For mental health, psychologists can teach coping skills or simply offer support as patients talk through what they’re dealing with. “This is an adjustment to a new circumstance,” Bunnell says. “Some need help learning to reframe and figure out how to move on with life and with potentially new deficits and impairments.”

Whatever the case, the patient continues to meet with their recovery care providers until they test negative for COVID-19. If a higher level of care is ever necessary, some hospitals offer home visits, like Cates receives.

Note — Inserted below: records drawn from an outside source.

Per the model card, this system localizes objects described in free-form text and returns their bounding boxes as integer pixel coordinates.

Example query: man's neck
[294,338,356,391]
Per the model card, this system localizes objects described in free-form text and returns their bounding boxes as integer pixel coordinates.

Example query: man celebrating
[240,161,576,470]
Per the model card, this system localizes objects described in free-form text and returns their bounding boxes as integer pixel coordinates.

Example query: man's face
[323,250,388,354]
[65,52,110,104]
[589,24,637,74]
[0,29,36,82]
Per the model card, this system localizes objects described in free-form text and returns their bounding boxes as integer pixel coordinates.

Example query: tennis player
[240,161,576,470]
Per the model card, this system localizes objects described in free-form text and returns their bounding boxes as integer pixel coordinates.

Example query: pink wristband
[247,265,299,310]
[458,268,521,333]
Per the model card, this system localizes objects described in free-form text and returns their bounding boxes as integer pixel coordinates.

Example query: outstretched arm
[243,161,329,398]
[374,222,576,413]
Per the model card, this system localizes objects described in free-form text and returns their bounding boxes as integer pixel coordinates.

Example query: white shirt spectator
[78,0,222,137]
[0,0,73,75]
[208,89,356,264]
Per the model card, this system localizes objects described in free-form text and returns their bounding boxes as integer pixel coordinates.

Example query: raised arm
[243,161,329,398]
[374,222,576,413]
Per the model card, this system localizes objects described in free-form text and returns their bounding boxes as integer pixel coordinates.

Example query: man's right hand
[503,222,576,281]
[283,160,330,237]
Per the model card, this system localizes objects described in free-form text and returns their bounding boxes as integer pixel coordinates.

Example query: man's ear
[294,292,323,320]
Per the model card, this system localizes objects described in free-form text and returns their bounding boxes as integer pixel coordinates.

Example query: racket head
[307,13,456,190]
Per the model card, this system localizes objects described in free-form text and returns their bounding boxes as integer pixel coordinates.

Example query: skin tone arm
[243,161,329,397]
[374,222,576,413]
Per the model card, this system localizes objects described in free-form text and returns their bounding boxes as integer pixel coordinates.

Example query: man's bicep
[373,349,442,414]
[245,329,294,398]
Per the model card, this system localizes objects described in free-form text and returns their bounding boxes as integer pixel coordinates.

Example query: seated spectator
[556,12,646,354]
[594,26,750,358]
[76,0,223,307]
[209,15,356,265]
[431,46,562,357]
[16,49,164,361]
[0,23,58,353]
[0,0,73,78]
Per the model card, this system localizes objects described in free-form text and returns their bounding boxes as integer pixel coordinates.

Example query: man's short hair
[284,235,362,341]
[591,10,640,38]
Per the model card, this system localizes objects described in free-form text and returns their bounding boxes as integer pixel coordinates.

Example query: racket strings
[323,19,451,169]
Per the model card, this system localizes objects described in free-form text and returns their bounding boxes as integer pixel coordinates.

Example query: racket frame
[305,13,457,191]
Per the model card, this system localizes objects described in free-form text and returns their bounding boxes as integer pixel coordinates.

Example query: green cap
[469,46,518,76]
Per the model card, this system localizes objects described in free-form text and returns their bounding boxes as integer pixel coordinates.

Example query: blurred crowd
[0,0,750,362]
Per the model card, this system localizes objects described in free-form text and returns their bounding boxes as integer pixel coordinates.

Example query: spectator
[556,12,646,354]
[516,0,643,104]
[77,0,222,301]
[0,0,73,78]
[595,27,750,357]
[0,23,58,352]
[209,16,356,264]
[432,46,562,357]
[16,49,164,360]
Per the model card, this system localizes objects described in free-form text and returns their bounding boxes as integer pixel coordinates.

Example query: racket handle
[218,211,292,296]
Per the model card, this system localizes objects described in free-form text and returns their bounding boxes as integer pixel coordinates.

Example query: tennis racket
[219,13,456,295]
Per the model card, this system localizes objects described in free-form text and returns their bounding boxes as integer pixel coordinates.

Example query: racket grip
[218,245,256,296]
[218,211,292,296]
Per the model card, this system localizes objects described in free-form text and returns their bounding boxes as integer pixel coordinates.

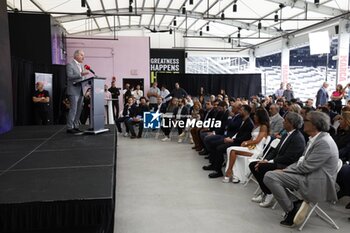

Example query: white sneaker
[222,176,232,183]
[259,194,275,208]
[161,137,170,142]
[232,176,241,184]
[252,193,265,203]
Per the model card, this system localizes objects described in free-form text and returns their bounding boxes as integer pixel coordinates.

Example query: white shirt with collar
[73,59,83,73]
[298,132,321,166]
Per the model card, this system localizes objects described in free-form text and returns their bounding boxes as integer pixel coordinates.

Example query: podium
[75,76,109,134]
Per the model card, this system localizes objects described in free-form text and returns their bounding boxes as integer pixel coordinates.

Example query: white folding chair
[233,136,271,183]
[296,159,343,231]
[244,138,281,187]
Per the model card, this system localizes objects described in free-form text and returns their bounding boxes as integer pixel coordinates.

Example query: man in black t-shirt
[33,82,50,125]
[108,77,120,120]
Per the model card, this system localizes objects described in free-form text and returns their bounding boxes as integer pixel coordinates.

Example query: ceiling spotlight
[258,21,261,30]
[273,11,278,22]
[221,12,225,20]
[233,3,237,12]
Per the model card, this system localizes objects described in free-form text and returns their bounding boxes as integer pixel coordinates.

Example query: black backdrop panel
[9,13,52,64]
[157,74,261,98]
[12,57,66,125]
[0,1,13,134]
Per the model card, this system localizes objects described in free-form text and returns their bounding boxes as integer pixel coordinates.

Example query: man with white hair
[66,49,89,135]
[264,111,339,227]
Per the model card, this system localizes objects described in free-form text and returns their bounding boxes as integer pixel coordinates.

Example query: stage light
[273,11,278,22]
[221,12,225,20]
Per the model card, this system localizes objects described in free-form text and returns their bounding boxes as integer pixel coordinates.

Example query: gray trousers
[264,171,303,212]
[67,95,84,129]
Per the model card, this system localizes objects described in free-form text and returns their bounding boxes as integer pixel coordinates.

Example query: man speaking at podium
[66,49,89,135]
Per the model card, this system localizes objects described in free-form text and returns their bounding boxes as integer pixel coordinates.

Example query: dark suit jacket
[234,117,254,145]
[201,108,217,121]
[130,104,149,118]
[212,110,229,135]
[173,106,189,120]
[265,130,305,169]
[66,60,83,96]
[226,114,242,138]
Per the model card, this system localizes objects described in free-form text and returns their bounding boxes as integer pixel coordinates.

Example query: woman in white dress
[223,107,270,183]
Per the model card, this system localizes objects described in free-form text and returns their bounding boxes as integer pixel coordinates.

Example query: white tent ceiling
[7,0,350,51]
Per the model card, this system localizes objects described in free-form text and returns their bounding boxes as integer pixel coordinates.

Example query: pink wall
[67,37,150,105]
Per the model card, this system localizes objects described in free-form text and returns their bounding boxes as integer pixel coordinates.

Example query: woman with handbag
[223,107,270,183]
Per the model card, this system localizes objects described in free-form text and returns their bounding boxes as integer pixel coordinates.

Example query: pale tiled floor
[115,136,350,233]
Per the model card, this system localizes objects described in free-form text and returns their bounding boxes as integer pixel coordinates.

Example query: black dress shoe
[202,165,215,171]
[280,203,300,227]
[345,202,350,209]
[198,150,209,155]
[67,129,84,135]
[208,172,224,178]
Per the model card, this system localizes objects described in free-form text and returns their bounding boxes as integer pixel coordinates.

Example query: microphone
[84,65,95,74]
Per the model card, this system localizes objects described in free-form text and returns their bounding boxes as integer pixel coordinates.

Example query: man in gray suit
[264,111,339,227]
[316,82,329,108]
[66,50,89,135]
[269,104,283,137]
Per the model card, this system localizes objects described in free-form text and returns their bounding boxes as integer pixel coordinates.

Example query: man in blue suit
[316,82,329,108]
[66,50,89,135]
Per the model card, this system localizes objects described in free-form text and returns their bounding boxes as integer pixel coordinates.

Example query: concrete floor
[115,136,350,233]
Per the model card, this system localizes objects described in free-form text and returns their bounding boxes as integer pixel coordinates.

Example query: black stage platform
[0,126,116,233]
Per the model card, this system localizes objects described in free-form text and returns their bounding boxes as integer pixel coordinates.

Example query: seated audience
[223,107,270,183]
[203,102,242,178]
[115,97,136,137]
[126,97,149,139]
[249,112,305,207]
[205,104,254,178]
[269,104,283,137]
[161,98,179,142]
[173,98,189,143]
[264,111,338,227]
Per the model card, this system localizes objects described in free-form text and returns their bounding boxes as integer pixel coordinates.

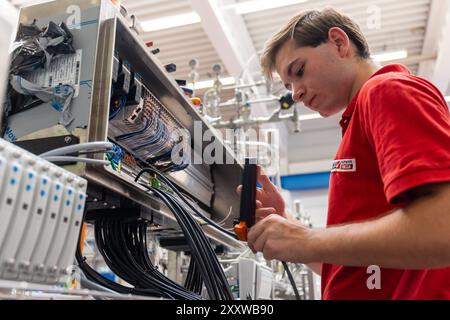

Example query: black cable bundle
[135,168,234,300]
[76,218,201,300]
[95,219,201,300]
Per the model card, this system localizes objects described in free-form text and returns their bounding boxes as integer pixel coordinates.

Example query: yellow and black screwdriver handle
[234,158,257,241]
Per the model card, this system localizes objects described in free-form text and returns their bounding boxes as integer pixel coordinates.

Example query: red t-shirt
[322,65,450,299]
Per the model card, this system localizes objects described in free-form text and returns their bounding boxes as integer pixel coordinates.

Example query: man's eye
[297,65,305,77]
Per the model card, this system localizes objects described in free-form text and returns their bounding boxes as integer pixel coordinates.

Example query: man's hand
[248,214,313,263]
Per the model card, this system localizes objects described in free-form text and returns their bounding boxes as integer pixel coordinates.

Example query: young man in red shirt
[248,9,450,299]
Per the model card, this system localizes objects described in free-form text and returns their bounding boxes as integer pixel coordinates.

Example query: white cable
[42,156,110,166]
[39,141,114,157]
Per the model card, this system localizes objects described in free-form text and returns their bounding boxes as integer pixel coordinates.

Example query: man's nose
[292,86,305,102]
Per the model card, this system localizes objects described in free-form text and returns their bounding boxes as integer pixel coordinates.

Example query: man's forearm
[309,182,450,269]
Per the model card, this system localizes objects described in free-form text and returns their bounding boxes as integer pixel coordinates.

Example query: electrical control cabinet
[0,0,242,248]
[0,139,87,283]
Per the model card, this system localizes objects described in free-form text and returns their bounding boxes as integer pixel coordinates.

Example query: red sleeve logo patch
[331,159,356,172]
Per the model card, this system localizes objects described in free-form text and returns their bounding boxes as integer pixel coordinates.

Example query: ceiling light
[141,12,201,32]
[230,0,308,14]
[187,77,236,90]
[372,49,408,62]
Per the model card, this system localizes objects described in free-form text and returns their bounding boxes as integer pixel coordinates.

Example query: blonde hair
[261,8,370,79]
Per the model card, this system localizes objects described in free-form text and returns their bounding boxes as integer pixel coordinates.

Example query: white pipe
[39,141,114,157]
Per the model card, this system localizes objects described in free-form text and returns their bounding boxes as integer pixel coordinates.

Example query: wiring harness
[77,168,234,300]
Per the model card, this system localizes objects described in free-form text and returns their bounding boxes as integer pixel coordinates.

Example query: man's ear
[328,27,351,58]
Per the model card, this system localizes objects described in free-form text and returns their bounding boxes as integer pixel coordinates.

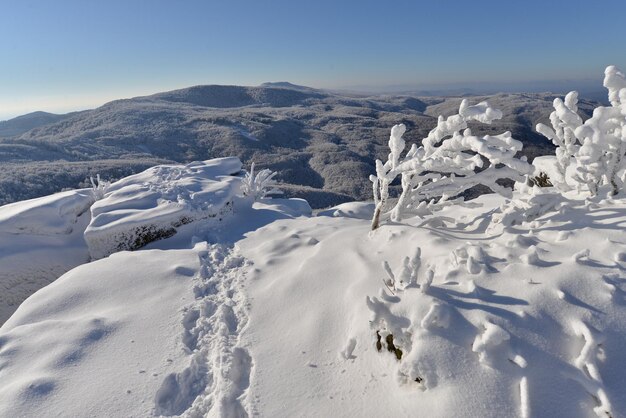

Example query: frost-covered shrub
[370,100,533,229]
[537,91,583,188]
[537,66,626,195]
[241,163,281,200]
[89,174,111,201]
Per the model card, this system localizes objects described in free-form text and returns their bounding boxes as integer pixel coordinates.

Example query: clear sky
[0,0,626,120]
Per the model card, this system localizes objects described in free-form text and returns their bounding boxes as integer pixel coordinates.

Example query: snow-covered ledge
[85,157,242,259]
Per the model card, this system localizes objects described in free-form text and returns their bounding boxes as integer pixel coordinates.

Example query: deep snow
[0,158,626,417]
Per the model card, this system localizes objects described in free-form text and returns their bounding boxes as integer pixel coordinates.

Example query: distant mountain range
[0,82,594,207]
[0,112,75,138]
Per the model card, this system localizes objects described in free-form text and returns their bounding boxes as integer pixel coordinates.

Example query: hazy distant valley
[0,83,593,208]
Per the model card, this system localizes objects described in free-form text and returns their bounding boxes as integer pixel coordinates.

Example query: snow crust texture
[0,190,93,325]
[0,155,626,418]
[85,157,241,259]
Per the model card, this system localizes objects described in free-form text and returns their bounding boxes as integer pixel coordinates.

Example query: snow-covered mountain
[0,112,72,138]
[0,82,591,208]
[0,66,626,418]
[0,158,626,417]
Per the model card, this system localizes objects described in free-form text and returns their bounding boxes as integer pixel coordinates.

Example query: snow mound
[0,249,199,417]
[0,189,93,235]
[237,195,626,417]
[317,202,374,219]
[85,157,241,259]
[0,190,93,325]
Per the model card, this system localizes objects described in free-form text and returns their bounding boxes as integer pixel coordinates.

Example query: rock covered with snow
[85,157,241,259]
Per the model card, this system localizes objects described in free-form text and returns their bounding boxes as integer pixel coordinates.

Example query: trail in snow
[155,243,253,417]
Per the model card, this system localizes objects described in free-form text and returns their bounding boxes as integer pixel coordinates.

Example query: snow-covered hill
[0,83,591,208]
[0,155,626,417]
[0,66,626,418]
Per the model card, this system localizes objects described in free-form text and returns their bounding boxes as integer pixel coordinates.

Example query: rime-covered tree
[370,100,533,229]
[537,66,626,195]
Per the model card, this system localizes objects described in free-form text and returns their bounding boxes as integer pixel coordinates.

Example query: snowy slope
[85,157,241,259]
[0,158,626,418]
[238,196,626,417]
[0,190,93,324]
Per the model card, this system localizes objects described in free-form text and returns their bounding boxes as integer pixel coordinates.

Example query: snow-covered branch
[370,99,533,229]
[537,66,626,195]
[241,163,281,200]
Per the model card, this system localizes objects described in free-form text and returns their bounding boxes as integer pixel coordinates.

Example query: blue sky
[0,0,626,120]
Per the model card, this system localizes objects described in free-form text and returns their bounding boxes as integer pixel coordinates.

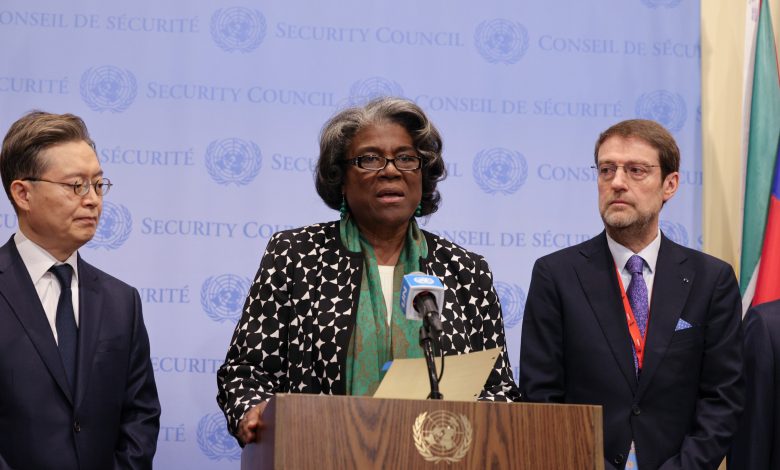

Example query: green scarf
[339,214,428,396]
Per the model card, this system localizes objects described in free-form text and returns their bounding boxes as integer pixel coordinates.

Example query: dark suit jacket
[0,239,160,470]
[520,232,744,470]
[728,300,780,470]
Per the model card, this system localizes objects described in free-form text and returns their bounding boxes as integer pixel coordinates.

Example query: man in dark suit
[520,119,744,470]
[728,300,780,470]
[0,112,160,470]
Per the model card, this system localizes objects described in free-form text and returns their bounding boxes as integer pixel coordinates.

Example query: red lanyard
[615,265,650,369]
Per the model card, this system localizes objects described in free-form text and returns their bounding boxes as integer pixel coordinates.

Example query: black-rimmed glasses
[347,154,422,171]
[591,163,661,181]
[22,178,114,197]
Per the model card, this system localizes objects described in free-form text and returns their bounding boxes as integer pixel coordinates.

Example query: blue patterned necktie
[626,255,648,337]
[49,264,79,391]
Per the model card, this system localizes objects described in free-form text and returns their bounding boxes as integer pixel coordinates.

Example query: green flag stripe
[739,0,780,294]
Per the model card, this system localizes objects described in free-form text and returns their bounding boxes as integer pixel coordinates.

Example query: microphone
[400,272,444,336]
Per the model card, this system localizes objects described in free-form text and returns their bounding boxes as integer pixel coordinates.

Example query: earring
[339,194,349,219]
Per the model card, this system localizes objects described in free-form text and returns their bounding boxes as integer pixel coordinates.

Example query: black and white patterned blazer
[217,222,519,433]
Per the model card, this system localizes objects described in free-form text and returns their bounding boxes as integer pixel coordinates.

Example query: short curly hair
[315,97,447,215]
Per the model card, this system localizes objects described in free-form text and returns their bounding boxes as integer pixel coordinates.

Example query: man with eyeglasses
[519,119,744,470]
[0,111,160,469]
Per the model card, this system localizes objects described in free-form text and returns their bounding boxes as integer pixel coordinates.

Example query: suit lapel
[76,256,103,405]
[637,234,696,398]
[0,237,73,404]
[575,232,637,392]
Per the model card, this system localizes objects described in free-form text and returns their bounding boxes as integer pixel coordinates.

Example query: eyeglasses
[347,154,422,171]
[591,163,661,181]
[22,178,114,197]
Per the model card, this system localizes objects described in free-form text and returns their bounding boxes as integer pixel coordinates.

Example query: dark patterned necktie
[49,264,79,391]
[626,255,648,337]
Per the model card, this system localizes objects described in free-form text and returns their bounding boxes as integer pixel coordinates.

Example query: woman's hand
[238,401,268,444]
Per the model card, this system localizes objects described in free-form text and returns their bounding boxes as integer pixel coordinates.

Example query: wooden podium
[241,394,604,470]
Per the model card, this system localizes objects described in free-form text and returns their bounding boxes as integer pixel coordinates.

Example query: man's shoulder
[78,255,135,292]
[658,236,732,270]
[537,232,608,265]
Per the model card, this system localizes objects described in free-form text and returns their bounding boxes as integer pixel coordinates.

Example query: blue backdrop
[0,0,702,468]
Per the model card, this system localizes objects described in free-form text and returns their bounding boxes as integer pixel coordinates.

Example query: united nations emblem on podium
[412,410,473,463]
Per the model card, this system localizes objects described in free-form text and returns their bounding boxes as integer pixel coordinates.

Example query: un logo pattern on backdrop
[474,18,528,64]
[636,90,687,132]
[200,274,251,323]
[658,220,688,246]
[472,147,528,194]
[80,65,138,113]
[206,139,263,186]
[210,7,267,52]
[494,281,526,329]
[198,413,241,460]
[349,77,404,106]
[87,201,133,250]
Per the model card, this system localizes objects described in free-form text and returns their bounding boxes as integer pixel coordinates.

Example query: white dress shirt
[607,229,661,306]
[14,230,79,341]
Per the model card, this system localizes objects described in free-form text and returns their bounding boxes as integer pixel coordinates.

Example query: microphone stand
[420,312,444,400]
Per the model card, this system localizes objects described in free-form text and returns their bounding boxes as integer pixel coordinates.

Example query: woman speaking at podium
[217,98,519,444]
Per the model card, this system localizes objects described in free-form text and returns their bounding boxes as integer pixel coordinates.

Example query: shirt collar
[607,228,661,273]
[14,229,79,284]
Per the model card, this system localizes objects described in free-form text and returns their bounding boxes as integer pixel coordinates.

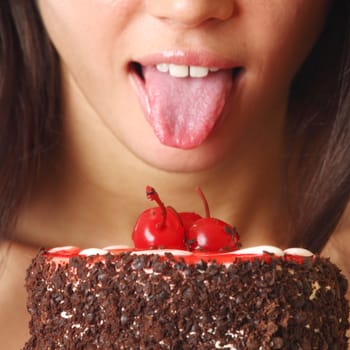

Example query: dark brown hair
[287,0,350,252]
[0,0,350,252]
[0,0,60,238]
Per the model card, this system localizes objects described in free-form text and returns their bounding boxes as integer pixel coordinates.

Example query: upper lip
[132,49,241,69]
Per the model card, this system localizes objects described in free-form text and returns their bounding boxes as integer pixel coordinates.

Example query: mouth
[128,61,244,81]
[128,60,244,149]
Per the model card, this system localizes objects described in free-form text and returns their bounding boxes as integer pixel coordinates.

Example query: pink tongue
[143,66,232,149]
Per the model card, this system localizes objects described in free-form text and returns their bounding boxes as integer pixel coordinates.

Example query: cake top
[46,186,313,263]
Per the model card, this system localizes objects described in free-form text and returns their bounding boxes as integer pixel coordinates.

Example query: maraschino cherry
[186,187,239,252]
[132,186,186,250]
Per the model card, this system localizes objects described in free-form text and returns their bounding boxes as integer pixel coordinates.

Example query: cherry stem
[146,186,166,230]
[196,186,210,218]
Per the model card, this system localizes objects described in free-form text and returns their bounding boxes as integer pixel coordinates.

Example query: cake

Care doesn’t end when you leave the hospital

As with most things in this pandemic, it’s unclear how long these post-COVID clinics will need to exist. “I think we’re in it for a while,” Bunnell says. “But I think there’s a role for this clinic whether COVID stays or goes. We want to continue this type of service for other ICU survivors.”

That will not only help monitor the physical and mental health of patients like Cates who continue to need support in recovery. It also can help prevent life-threatening situations. “One patient of ours was better, so he tried exercising on a treadmill. But then he started coughing up small amounts of blood,” Dhamoon says. “We found a big blood clot in his chest. Without this monitoring, he could have slipped through the cracks.”